Tracking the change in investor CapEx rates

We’ve been tracking the change in investor cap ex rates to rebalance our asset allocation model. Sounds simple?! The variation over time is quite remarkable, with rates varying through the cycle. Then there is inflation to adjust for and dilapidation payments. The exercise we undertake is equivalent to adding up every asset business plan and averaging the expenditure out over the whole sample. If you have a strong view that we’re missing something please let us know.

According to MSCI, in 2021, investors in the UK spent an equivalent of 0.65% of capital value on improvements. This amount equated to £19.48 per m2 or £1.81 in ft2.  This expenditure predominantly relates to refurbishment costs to maintain the building in lettable condition.

The figure is net of dilapidation payments or reinstatement works which in future may be jeopardised by tenants arguing that they do not need to reinstate a building into a condition that would not then meet current environmental standards.

In the retail sector, the 2021 figure is down on previous values as investors have pared-back expenditure on shopping centres to a quarter of their average over the previous four decades.

In office and industrial the figure is rising. In offices, average capital expenditure in today’s prices for the decade 2011-20 breached £50 per m2, or c£5 per ft2, up from less than £38 per m2, or c£3.50 per ft2 in the previous 10 years.

As a proportion of capital value, much of this rise has been hidden by a rise in capital values.  The MSCI office sample had an average value of c£6,000 per m2 as at the end of 2021. Capital expenditure as a percentage of capital value therefore edged only slightly higher to 1.1% from 0.9%.

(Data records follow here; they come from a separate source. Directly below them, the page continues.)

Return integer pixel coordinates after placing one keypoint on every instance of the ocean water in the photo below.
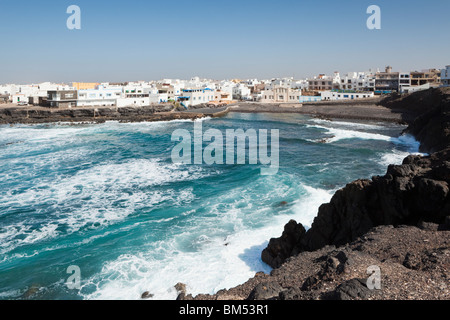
(108, 199)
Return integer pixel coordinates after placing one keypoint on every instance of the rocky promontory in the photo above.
(398, 222)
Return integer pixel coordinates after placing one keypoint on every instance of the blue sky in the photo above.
(145, 40)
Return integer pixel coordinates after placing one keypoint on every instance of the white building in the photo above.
(345, 95)
(99, 97)
(445, 76)
(196, 96)
(281, 94)
(358, 81)
(242, 92)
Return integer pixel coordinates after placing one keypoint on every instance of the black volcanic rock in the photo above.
(415, 192)
(408, 194)
(279, 249)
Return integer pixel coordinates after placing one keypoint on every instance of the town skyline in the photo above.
(221, 40)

In the depths of the GFC the average capital value fell to £3,183 in today’s prices. In response investors pared back their capital expenditure in 2009/10 to c£32 per m2, leaving the ratio of capital expenditure to capital value similar to today’s levels at c1%.

Looking forward, the economy looks to be teetering on the cusp of another recession, so investors face the prospect of rising inflation, falling rents and rising yields on top of new environmental standards. Could the environmental legislation push up capital costs at a time when capital values are falling? This would increase the drag on returns from capital expenditure in the coming years or push capital values down further today to compensate.